All documents for this post can be found in my repository.

Day 17 eliminates the last hardcoding in the system. Until now, agents knew exactly which tools they had at startup. This was defined in agents_config.yaml: tools: ["calculator:use"]. That’s static and unchangeable at runtime.

The Problem

Imagine you start a new tool service while the system is running. For example, a new weather_forecast service that goes online. The agents know nothing about it. They only know the tools that were configured at startup. To use the new tool, we would now have to:

  1. Change the config file
  2. Restart all agents
  3. Interrupt the session
  4. Hope nothing gets messed up

Or differently… You want to experiment and A/B test different tool combinations, for example. With hardcoded tool lists, you have to change the config every time, restart agents, and initialize a new session. Doesn’t sound particularly flexible 😉 And that’s why we’re now introducing tool discovery.

Tool Discovery

Agents should be able to query at runtime which tools exist. Based on their OAuth scopes, they get back a filtered list. Dynamically, at runtime, and without restart.
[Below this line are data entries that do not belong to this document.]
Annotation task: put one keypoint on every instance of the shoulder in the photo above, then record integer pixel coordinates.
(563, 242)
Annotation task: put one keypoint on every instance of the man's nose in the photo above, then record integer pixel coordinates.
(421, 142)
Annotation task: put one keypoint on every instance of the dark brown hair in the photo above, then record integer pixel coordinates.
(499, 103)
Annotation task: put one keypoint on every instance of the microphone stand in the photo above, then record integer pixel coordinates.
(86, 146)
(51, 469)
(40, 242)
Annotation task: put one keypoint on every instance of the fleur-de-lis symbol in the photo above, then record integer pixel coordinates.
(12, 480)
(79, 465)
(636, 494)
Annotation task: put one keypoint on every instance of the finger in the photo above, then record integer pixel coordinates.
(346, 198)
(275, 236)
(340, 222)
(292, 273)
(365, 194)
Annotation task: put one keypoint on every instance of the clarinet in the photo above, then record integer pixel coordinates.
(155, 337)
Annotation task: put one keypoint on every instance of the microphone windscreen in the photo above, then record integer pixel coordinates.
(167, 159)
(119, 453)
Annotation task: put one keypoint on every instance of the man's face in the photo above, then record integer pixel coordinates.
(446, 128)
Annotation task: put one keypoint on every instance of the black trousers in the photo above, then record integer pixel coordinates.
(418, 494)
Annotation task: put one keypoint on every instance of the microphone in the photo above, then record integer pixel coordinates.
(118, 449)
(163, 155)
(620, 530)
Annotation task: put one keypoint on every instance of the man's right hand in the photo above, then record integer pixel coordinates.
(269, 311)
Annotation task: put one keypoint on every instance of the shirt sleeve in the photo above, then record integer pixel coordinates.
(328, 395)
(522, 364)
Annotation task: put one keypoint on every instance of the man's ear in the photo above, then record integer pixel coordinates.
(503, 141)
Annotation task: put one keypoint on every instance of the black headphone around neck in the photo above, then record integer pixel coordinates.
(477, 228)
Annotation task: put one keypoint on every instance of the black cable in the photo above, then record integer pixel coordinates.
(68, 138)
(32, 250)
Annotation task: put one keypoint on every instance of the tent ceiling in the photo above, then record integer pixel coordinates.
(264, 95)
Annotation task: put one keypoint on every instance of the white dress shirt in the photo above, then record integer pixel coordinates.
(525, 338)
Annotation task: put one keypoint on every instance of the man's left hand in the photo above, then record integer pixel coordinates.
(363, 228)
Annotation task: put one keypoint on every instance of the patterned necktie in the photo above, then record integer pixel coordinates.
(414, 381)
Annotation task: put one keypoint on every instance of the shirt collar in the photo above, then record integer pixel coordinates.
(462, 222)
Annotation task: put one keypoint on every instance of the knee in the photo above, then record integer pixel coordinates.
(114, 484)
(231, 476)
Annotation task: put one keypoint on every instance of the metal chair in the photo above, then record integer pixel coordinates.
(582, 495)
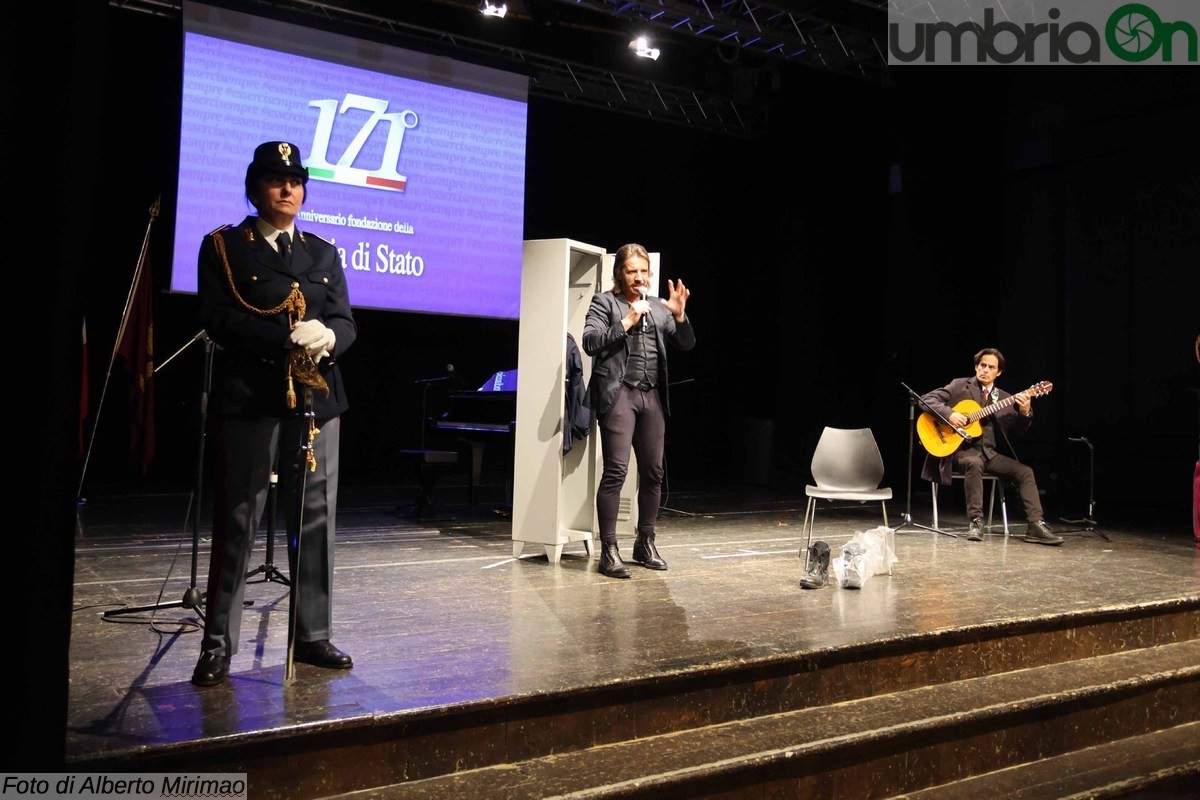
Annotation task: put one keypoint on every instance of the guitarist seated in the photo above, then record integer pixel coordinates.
(964, 402)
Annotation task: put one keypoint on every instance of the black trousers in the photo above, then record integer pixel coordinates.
(635, 421)
(244, 457)
(971, 462)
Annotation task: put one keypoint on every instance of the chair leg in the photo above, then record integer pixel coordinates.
(991, 503)
(934, 488)
(811, 510)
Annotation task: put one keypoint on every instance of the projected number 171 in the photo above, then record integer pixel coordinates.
(387, 175)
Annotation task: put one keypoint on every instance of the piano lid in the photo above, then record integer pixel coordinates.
(502, 382)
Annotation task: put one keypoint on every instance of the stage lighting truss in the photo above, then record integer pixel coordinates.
(844, 37)
(643, 48)
(585, 84)
(490, 8)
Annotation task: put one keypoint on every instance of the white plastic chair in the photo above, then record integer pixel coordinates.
(846, 465)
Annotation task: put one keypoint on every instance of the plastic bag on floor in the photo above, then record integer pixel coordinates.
(867, 553)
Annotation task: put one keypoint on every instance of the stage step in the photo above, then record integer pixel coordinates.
(1125, 719)
(1165, 763)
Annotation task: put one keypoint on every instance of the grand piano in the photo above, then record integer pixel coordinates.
(481, 419)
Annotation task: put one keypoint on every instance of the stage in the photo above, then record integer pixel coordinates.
(451, 635)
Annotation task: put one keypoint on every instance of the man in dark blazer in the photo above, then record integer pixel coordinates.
(275, 301)
(981, 455)
(627, 335)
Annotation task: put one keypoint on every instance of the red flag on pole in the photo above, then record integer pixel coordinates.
(137, 353)
(83, 390)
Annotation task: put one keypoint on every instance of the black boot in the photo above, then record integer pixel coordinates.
(816, 571)
(611, 564)
(645, 552)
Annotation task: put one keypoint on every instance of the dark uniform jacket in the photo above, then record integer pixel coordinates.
(251, 366)
(607, 342)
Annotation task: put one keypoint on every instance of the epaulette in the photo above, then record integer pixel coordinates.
(321, 239)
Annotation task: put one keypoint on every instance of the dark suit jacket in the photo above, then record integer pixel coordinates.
(606, 341)
(943, 400)
(251, 367)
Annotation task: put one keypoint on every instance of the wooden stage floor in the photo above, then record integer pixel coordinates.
(441, 615)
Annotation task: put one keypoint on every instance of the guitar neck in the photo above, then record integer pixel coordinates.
(991, 408)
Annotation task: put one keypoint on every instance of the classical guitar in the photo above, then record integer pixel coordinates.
(941, 439)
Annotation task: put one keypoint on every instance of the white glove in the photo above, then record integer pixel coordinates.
(312, 335)
(306, 332)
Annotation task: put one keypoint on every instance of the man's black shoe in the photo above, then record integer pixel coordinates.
(646, 554)
(611, 564)
(816, 571)
(210, 669)
(322, 654)
(1041, 534)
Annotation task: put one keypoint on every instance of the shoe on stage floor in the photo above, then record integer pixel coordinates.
(210, 669)
(322, 654)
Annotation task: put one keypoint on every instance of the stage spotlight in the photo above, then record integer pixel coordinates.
(642, 47)
(490, 8)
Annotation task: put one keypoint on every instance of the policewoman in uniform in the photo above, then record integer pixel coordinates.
(274, 299)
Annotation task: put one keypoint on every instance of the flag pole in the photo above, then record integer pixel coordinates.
(117, 342)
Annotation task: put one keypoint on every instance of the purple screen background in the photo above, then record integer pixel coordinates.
(456, 242)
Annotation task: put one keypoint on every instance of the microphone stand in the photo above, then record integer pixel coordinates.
(666, 483)
(268, 570)
(304, 458)
(1089, 522)
(913, 400)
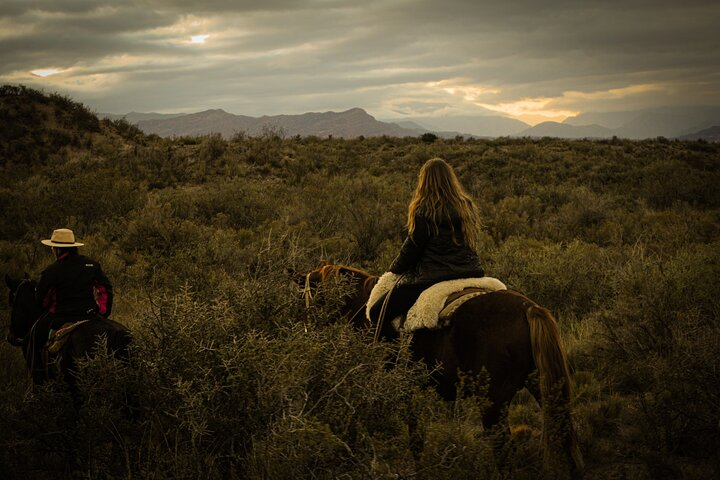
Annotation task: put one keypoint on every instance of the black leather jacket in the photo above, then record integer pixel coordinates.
(427, 258)
(74, 285)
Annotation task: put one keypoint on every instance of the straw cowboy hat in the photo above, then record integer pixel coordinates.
(62, 237)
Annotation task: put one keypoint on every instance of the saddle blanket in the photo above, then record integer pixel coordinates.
(58, 339)
(426, 312)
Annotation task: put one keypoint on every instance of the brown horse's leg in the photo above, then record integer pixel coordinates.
(495, 421)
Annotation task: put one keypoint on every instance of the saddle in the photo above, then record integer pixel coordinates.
(60, 336)
(455, 300)
(435, 306)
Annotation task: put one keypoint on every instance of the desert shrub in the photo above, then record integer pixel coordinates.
(512, 216)
(571, 279)
(661, 333)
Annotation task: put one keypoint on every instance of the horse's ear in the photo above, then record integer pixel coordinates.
(296, 277)
(11, 283)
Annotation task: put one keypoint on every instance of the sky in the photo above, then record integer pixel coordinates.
(532, 60)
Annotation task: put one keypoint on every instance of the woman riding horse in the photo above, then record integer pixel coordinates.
(442, 224)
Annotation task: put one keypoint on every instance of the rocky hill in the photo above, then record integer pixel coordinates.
(711, 134)
(348, 124)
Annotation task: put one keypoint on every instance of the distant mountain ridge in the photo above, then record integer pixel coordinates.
(348, 124)
(711, 134)
(670, 122)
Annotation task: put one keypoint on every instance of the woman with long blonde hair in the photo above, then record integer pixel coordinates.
(443, 226)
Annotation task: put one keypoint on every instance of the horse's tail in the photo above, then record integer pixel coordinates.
(562, 452)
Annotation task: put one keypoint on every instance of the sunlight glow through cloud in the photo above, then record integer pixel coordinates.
(199, 39)
(531, 110)
(45, 72)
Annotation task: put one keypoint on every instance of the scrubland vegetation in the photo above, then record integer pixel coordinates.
(231, 377)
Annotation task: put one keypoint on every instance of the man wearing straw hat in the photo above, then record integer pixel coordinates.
(71, 289)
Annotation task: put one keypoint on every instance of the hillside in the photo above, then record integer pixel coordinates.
(349, 124)
(711, 134)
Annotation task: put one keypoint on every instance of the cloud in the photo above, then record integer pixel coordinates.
(412, 56)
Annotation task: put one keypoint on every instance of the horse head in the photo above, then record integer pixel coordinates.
(24, 310)
(352, 287)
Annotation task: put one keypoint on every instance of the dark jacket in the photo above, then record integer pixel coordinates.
(74, 285)
(427, 258)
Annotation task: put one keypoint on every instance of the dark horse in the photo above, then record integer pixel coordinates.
(81, 341)
(503, 332)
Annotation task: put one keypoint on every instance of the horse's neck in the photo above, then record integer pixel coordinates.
(25, 300)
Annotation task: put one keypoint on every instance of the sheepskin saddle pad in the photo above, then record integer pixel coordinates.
(435, 305)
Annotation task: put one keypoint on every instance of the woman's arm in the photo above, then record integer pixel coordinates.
(412, 248)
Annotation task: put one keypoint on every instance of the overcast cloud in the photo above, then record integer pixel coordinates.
(531, 60)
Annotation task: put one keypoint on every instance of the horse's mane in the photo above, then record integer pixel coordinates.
(334, 270)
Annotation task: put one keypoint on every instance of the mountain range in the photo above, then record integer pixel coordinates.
(675, 122)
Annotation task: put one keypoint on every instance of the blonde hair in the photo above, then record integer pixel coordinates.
(440, 196)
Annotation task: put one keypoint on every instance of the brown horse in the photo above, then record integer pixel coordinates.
(505, 333)
(81, 342)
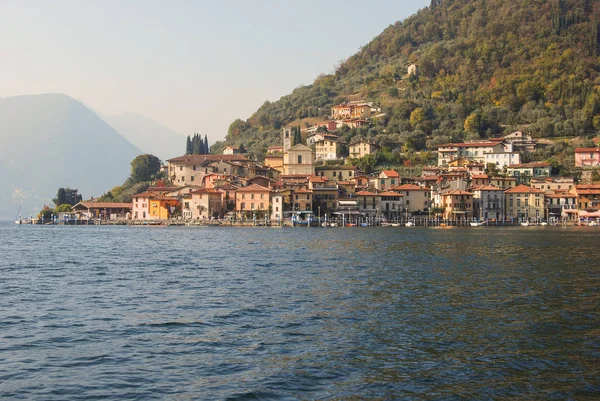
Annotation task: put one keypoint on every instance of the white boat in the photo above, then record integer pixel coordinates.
(18, 218)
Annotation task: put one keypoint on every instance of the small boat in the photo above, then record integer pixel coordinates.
(18, 219)
(477, 223)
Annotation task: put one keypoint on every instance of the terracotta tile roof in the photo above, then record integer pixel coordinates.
(314, 179)
(528, 165)
(523, 189)
(163, 189)
(457, 192)
(207, 191)
(409, 187)
(254, 188)
(105, 205)
(366, 193)
(390, 173)
(487, 188)
(199, 159)
(558, 196)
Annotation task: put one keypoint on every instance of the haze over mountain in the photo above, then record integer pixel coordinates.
(51, 141)
(148, 135)
(483, 67)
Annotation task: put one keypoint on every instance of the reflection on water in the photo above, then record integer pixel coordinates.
(392, 313)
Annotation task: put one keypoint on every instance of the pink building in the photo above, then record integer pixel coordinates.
(587, 157)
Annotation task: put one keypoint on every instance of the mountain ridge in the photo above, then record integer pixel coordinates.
(51, 141)
(484, 67)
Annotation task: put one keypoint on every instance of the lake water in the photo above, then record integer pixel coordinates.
(299, 313)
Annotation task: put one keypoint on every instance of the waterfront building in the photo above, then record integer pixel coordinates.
(553, 184)
(416, 198)
(488, 203)
(191, 169)
(524, 202)
(368, 203)
(588, 200)
(336, 173)
(457, 204)
(391, 205)
(526, 171)
(252, 201)
(277, 206)
(302, 199)
(385, 180)
(298, 160)
(561, 206)
(102, 210)
(206, 203)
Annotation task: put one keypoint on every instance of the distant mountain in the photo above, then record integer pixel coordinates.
(50, 141)
(149, 135)
(481, 67)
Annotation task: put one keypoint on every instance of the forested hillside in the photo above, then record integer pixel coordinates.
(483, 67)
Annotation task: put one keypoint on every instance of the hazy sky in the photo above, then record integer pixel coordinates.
(192, 65)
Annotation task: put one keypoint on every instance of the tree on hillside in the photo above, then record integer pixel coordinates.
(67, 196)
(145, 168)
(197, 146)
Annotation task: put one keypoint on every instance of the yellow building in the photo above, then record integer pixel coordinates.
(161, 208)
(298, 160)
(458, 205)
(254, 199)
(524, 203)
(362, 148)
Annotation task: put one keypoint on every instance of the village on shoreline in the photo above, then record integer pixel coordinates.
(304, 182)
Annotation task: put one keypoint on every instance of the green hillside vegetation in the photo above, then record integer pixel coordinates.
(484, 67)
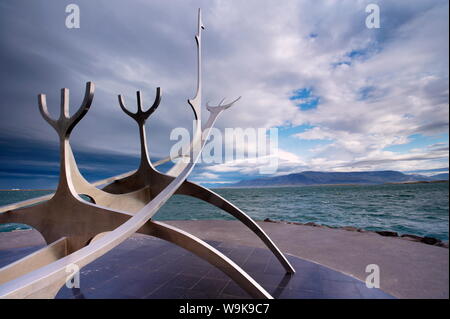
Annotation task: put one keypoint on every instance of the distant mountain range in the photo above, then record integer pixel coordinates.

This is what the Model Context Protocol (MCP) standardizes. We already used this on day twelve for the Memory Service. On day twelve it was about memory operations (store_memory, get_compressed_memory). Today we’re extending MCP for tool discovery and the agents automatically discover which tools are available. At least that’s the plan.

MCP for Tool Discovery

We’ve learned about MCP, Anthropic’s standard for unified LLM tool interfaces. Instead of each service inventing its own API, MCP defines clear structures. For tool discovery, this means that a tool is not just a function name, but a complete interface with metadata:

{
  "name": "calculator",
  "endpoint": "/tools/calculator",
  "scopes": ["calculator:use"],
  "description": "Perform mathematical calculations",
  "parameters": {
    "expression": {
      "type": "string",
      "description": "Math expression to evaluate"
    }
  },
  "returns": "Calculation result"
}

For each tool we have:

  • name: Unique identifier
  • endpoint: Where the tool can be reached
  • scopes: Which OAuth permissions are required
  • description: What does the tool do?
  • parameters: Which parameters does it accept?
  • returns: What does it return?

This is everything an agent needs to understand and use a tool without being hardwired beforehand.

Tool Discovery Server

The Discovery Server is the central tool registry. All available tools are registered there. Agents ask the server: “What can I use?”

The Tool Registry

from fastapi import FastAPI
from pydantic import BaseModel
from typing import List, Dict, Any
 
class ToolDefinition(BaseModel):
    name: str
    endpoint: str
    scopes: List[str]
    description: str
    parameters: Dict[str, Any]
    returns: str
    host: str = "localhost"
    port: int = 8002
 
# Central Tool Registry
TOOL_REGISTRY: List[ToolDefinition] = [
    ToolDefinition(
        name="calculator",
        endpoint="/tools/calculator",
        scopes=["calculator:use"],
        description="Perform mathematical calculations",
        parameters={
            "expression": {
                "type": "string",
                "description": "Math expression to evaluate"
            }
        },
        returns="Calculation result"
    ),
    # ... more tools
]

The registry is a global list that unites all tools in one place. This makes management simple because you can see immediately what’s available.

The Discovery Endpoint

The most important endpoint is GET /. This is where agents query for tools:

@app.get("/")
async def discover_tools(auth_info: Dict = Depends(decode_token)):
    # If no auth: Return all tools (for discovery)
    if not auth_info["authenticated"]:
        return {
            "service": "Tool Discovery Server (MCP)",
            "protocol": "MCP",
            "tools": TOOL_REGISTRY
        }
 
    # With auth: Filter by scopes
    agent_scopes = set(auth_info["scopes"])
    available_tools = [
        tool for tool in TOOL_REGISTRY
        if any(scope in agent_scopes for scope in tool.scopes)
    ]
 
    return {
        "service": "Tool Discovery Server (MCP)",
        "protocol": "MCP",
        "tools": available_tools
    }

Important: The discovery response depends on the OAuth token:

  • Without token: All tools visible (for discovery purposes)
  • With token: Only tools with matching scopes (filtered)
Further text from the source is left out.